In an interview in this morning’s USA Today, U.S. Secretary of Education Margaret Spellings is back to unbridled hyping of the No Child Left Behind Act (NCLB). As has been her custom, her answers are popping with utterly unsubstantiated rhetoric, perhaps the most outrageous of which is her insistence that NCLB has somehow brilliantly illuminated heretofore widespread but invisible failure in public schooling. She says, for instance, that before NCLB the nation took “the ostrich approach” to our schools, but with the law we’re at last “shining a bright spotlight on under-achievement.”


Oh, come on! Americans have known about their awful schools for decades. I mean, did everyone think everything was hunky-dory in Detroit, Newark, Washington, DC, New York, Los Angeles, Oakland, and on and on until, suddenly, NCLB came along and revealed that – gasp! – the schools in those and many other places were actually dangerous, dilapidated dungeons of ignorance? Of course not! And didn’t A Nation At Risk put Americans in a tizzy about their schools back in 1983? Oh, and wasn’t Rudolph Flesch’s Why Johnny Can’t Read a best-seller all the way back in the 1950s?


And what about that NCLB spotlight? At best, it’s a disco ball — it shines light, but light designed to dazzle much more than illuminate and confuse much more than clarify. So, while NCLB requires all states to bring kids to something called “proficiency” – enabling federal politicians to boast about their steely determination to educate all children – it leaves it to the state and local school officials who’s feet are supposedly being held to the fire to define proficiency and write the standards and tests. The result, as a recent study from Spellings’ own department has shown, has been that state officials and federal education fans have been able to point to rising state test scores to “prove” that NCLB is working, but the state test results themselves have essentially been lies, calling scores “proficient” that the feds themselves would call “basic” or “below basic.”

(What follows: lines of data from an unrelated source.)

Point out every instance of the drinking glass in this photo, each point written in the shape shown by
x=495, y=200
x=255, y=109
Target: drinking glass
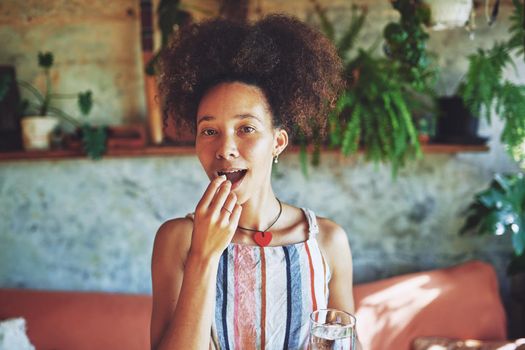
x=332, y=329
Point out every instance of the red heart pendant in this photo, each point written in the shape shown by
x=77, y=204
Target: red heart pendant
x=262, y=238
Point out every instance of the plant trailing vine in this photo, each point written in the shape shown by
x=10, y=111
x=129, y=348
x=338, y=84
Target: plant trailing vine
x=406, y=40
x=500, y=210
x=93, y=138
x=484, y=90
x=373, y=112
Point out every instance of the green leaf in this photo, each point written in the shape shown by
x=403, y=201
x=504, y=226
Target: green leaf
x=326, y=26
x=85, y=102
x=45, y=59
x=354, y=27
x=518, y=241
x=94, y=141
x=5, y=81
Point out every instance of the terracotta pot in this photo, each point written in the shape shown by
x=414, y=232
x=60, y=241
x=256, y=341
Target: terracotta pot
x=517, y=305
x=36, y=131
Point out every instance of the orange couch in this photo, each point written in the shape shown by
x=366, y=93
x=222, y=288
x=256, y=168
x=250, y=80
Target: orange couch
x=457, y=302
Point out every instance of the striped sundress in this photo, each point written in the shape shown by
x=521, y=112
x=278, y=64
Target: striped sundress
x=265, y=294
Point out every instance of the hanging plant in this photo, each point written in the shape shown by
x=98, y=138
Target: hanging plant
x=373, y=112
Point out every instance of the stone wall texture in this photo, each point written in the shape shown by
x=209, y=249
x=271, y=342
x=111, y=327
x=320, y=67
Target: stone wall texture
x=84, y=225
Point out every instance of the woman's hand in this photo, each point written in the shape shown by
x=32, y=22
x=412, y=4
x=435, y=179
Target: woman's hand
x=216, y=219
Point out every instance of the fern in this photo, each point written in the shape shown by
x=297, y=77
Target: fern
x=516, y=30
x=483, y=79
x=511, y=108
x=94, y=141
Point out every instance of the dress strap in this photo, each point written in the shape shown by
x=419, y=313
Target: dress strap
x=313, y=229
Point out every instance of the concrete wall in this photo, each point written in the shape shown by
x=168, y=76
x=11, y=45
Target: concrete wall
x=83, y=225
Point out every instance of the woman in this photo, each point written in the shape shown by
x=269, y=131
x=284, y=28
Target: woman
x=246, y=270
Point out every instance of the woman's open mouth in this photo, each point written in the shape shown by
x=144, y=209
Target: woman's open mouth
x=234, y=176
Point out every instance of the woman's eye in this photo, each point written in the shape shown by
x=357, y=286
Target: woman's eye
x=208, y=132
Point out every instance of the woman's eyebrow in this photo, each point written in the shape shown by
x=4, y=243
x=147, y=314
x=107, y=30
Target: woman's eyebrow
x=238, y=116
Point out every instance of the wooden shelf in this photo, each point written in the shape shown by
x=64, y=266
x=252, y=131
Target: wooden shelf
x=190, y=150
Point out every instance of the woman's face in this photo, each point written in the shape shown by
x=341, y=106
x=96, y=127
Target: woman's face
x=235, y=136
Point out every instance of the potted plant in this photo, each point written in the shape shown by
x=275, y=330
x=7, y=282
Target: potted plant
x=376, y=109
x=500, y=210
x=41, y=117
x=484, y=90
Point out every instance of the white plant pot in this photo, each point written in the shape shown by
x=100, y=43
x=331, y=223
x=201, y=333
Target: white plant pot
x=36, y=131
x=449, y=13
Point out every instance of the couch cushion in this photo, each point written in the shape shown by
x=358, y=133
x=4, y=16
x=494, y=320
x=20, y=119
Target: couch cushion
x=460, y=302
x=436, y=343
x=80, y=320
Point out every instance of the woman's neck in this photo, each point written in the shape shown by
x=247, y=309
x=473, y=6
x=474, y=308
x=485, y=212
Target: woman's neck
x=259, y=211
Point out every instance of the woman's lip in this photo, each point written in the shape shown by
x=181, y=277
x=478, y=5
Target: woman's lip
x=238, y=183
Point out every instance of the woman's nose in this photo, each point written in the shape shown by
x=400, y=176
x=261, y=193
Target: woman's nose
x=227, y=148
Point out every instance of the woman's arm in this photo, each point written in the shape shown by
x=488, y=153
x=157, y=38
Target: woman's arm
x=184, y=270
x=336, y=249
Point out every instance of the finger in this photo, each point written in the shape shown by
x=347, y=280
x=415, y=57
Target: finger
x=220, y=197
x=230, y=202
x=208, y=195
x=234, y=218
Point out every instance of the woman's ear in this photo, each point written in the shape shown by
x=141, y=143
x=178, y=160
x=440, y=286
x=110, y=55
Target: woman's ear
x=280, y=141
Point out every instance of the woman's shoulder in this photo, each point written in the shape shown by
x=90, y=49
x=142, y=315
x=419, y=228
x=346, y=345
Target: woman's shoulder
x=174, y=237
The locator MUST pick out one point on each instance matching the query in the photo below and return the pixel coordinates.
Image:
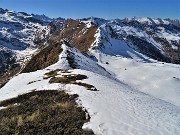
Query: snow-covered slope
(20, 34)
(119, 106)
(136, 94)
(156, 38)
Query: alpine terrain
(89, 75)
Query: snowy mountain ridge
(125, 72)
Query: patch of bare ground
(69, 79)
(47, 112)
(4, 78)
(46, 57)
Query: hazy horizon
(97, 8)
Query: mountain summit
(89, 76)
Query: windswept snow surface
(119, 107)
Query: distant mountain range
(124, 74)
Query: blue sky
(99, 8)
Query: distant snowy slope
(20, 36)
(116, 108)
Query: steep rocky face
(21, 35)
(75, 32)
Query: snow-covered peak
(42, 17)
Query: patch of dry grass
(47, 112)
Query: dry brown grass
(48, 112)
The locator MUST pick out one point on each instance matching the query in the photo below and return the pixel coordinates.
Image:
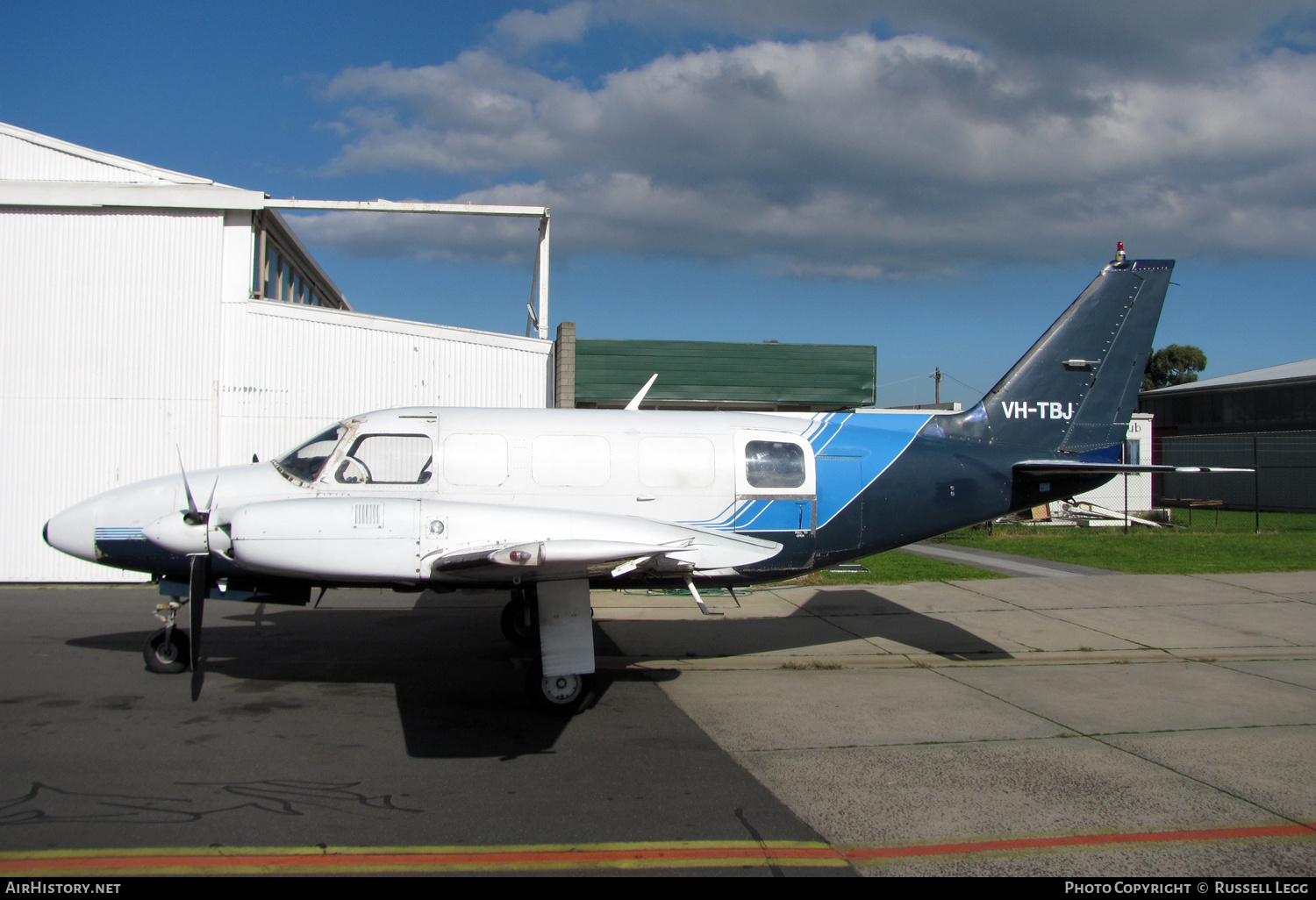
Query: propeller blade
(199, 584)
(192, 516)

That sure is one wacky spotlight! What we need right now, especially with reauthorization of NCLB expected to begin when Congress returns from vacation next week, is not to shine a spotlight on our schools, but on both NCLB and all the damning evidence of Washington’s failures through decades of federal education policy. Then we’ll see that far from offering a solution to our education problems, Washington is a very big part of them. And don’t worry: All those troubles in the schools we’ve seemingly known about forever will almost certainly still be there when we move the spotlight off of Washington, and back onto them.